CIVIL APPEAL NOS. 327-332 OF 2006
JULY 29, 2015
K. Radhakrishnan, Sr. Adv., P.K. Mullick, Arijit Prasad, T.M. Singh and B. Krishna Prasad, Advs. for the Appellant.V.N. Raghupathy, Adv. for the Respondent.
1. Though in these appeals, various issues are raised, we feel that the only issue which needs consideration relates to cutting of the conveyor belting into required sizes and the issue is as to whether it involves manufacture or not. The Customs, Excise and Service Tax Appellate Tribunal (hereinafter referred to as ‘CESTAT’) in its impugned order has dealt with this issue in the following manner: —
“Another point raised in the Revenue’s appeal is that the appellant buys the conveyor belting in endless length and cuts them to required size and that involves manufacture. This contention of the Revenue is not correct. The conveyor belting is the material used in the construction of conveyors. Like fabrics and other materials, belting comes in endless length and the activity cutting etc. carried out by the appellant cannot be considered as amounting to manufacture. So, no duty is attracted.”
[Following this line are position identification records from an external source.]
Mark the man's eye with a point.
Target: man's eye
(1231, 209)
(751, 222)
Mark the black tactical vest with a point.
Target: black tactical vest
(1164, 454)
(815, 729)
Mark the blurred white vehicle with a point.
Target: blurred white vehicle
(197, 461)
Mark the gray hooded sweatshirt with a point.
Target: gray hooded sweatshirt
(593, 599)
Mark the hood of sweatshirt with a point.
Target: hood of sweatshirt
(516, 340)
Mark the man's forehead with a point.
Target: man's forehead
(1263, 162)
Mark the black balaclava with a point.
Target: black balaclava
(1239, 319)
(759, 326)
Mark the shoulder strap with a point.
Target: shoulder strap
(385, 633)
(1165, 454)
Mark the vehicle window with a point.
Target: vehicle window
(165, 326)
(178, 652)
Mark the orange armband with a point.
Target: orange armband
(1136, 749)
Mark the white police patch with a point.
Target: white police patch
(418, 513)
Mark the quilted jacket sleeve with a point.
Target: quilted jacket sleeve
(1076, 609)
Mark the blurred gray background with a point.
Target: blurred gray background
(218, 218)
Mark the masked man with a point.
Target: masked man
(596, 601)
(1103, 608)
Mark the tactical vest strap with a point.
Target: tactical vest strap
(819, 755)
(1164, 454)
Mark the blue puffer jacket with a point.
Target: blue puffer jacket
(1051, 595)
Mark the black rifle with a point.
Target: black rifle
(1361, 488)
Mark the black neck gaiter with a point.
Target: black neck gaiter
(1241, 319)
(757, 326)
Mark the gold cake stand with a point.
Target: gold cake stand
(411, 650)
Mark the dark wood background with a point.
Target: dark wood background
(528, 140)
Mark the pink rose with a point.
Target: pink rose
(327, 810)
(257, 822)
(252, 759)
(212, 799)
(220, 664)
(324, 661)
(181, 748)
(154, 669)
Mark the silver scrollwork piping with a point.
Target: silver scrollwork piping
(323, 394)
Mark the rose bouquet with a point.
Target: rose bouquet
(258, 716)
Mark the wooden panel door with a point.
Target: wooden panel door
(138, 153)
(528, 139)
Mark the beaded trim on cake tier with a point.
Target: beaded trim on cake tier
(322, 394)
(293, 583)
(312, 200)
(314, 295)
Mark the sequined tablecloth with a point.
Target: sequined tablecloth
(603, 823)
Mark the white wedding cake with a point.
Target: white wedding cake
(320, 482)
2. After hearing the learned counsel for the parties, we are of the opinion that the aforesaid decision of the CESTAT does not call for any interference. Mere cutting of the lengthy conveyor belt into smaller sizes would not amount to manufacture, ipso facto, unless it is shown that as a result of the said cutting, it was transferred into a new product which was a marketable product. Revenue has failed to bring out these aspects. We, therefore, are of the opinion that the matter is squarely covered by the judgment of this Court in ‘Servo-Med Industries (P.) Ltd. v. CCE  57 taxmann.com 314/51 GST 12.
3. The appeals are, accordingly, dismissed.